San Bernardino Co. Sheriff says Dorner search is over
Deputy killed Tuesday identified at late afternoon news conference as Det. Jeremiah MacKay
San Bernardino County Sheriff John McMahon says he "cannot absolutely, positively confirm" that the remains found in a burned-out Big Bear cabin after a shootout with deputies were those of fugitive ex-LAPD cop Christopher Jordan Dorner.
He says coroner's officials are still working to make a positive identification. McMahon notes, however, "We believe that this investigation is over at this point and we'll just need to move on from here."
Meanwhile Sheriff says deputy killed yesterday in the gunfight with Dorner was Detective Jeremiah MacKay, a 15 year veteran of the department. Deputy Alex Collins was named as the other deputy shot by Dorner, and Collins is expected to make a full recovery.
McMahon says MacKay had gone into the search happy to help his community but wary of the dangers and says he grew up in the area and followed his father into public service.

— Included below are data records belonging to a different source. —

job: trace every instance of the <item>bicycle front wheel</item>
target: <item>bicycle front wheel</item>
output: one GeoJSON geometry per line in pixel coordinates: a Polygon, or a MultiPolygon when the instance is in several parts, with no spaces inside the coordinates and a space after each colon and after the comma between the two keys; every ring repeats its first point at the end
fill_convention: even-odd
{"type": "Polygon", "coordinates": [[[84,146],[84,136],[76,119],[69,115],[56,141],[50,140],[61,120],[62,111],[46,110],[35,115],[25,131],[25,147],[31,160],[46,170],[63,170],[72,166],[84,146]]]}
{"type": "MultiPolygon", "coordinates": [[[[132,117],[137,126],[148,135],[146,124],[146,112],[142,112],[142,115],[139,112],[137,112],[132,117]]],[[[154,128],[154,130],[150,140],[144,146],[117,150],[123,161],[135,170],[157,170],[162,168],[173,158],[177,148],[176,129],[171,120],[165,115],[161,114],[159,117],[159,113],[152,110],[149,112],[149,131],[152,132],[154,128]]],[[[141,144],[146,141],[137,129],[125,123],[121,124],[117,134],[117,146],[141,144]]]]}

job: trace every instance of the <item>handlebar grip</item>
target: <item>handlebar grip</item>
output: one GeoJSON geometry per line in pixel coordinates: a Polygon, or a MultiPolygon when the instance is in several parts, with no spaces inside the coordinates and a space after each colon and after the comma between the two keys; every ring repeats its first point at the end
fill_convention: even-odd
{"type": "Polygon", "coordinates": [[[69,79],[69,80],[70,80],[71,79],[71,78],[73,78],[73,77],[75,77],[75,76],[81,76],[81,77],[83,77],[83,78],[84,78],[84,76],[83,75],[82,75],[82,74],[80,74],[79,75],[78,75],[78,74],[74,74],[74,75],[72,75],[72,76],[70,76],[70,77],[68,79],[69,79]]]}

MacKay suffered multiple gunshot wounds Tuesday and was transported to Loma Linda Hospital where he died of his injuries. He was 35. MacKay was a detective who had been with the department for 15 years. He leaves behind a wife, a 7-year-old daughter and a 4-month-old son.
Sheriff McMahon also says his deputies did not intentionally burn down a California mountain cabin where fugitive ex-police officer Christopher Dorner is believed to have died. McMahon said Wednesday that his deputies shot pyrotechnic tear gas into the cabin and it erupted in flames. He says the tactic was intended to drive Dorner out, but it was not their intention to set the cabin on fire.
Los Angeles police say they've returned to normal patrol operations. Dorner is believed to have died as the cabin where he was holed up burned to the ground yesterday, after a final shootout with authorities. He's believed responsible for four deaths.
Meanwhile, Rick Heltebrake says he instantly recognized the man who carjacked his truck as Christopher Dorner and says the man was calm and didn't want to hurt him.
Heltebrake says he was on a road near Big Bear Lake yesterday when Dorner emerged from a grove of trees holding a large, assault-style rifle. Dorner was clad in camouflage from head to toe and wearing a bulletproof vest packed with ammunition.
As teams of officers closed in on the ex-Los Angeles police officer, Dorner pointed the gun at Heltebrake and ordered him out of his truck. Heltebrake recalls Dorner saying, "I don't want to hurt you. Start walking and take your dog."
Dorner then got into the truck and drove off. Heltebrake, with his 3-year-old Dalmatian in tow, called police when he heard a volley of gunfire erupt soon after.
A short time later, police had caught up with the man they believed was Dorner, surrounding a cabin he had taken refuge in after taking Heltebrake's truck. It burned to the ground. Coroners are examining remains believed to be Dorner's.
A day after the carjacking, Heltebrake recalls Dorner as not wild-eyed, but almost professional. He says Dorner was "on a mission."